Il quadro definitivo delle elezioni per il Parlamento e l’Assemblea degli esperti nella Repubblica islamica, completato dai risultati del ballottaggio diffusi l’1 maggio dall’agenzia ufficiale Irna, ha piacevolmente sorpreso molti osservatori internazionali: non solo i “riformisti” hanno ottenuto la maggioranza, ma per la prima volta sono state elette ben 17 donne, una in più dei chierici islamici, crollati di oltre 30 unità rispetto all’ultimo voto.
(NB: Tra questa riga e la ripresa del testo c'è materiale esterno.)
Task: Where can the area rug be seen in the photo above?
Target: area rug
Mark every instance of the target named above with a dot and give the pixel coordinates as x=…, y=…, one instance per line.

POTERI LIMITATI. Il Parlamento iraniano, inoltre, ha poteri limitati e le sue leggi devono essere approvate sia dal Consiglio dei guardiani sia dalla Guida suprema, Ali Khamenei. Anche il presidente Hassan Rohani, ritenuto “moderato”, non ha pieni poteri. Nelle scorse settimane, ad esempio, il presidente si è opposto alla nomina di 7.000 agenti in incognito, che quest’estate si aggiungeranno alla già numerosa polizia religiosa, per verificare e far rispettare la retta morale in pubblico. Nonostante le sue critiche, la misura è stata applicata lo stesso dall’apparato giudiziario.
RIFORME ECONOMICHE. La maggioranza relativa dovrebbe però servire a Rohani per applicare quelle riforme economiche che la popolazione iraniana aspetta da tempo, soprattutto dopo l’abolizione delle sanzioni in seguito all’accordo internazionale sul nucleare. Il regime di Teheran potrebbe così seguire almeno la “via cinese”, concentrandosi sull’economia, mantenendo buone relazioni con il mondo esterno, o almeno con parte di esso, e reprimendo qualunque forma di opposizione in patria. Sempre che il boom economico promesso, e finora non pervenuto, arrivi davvero.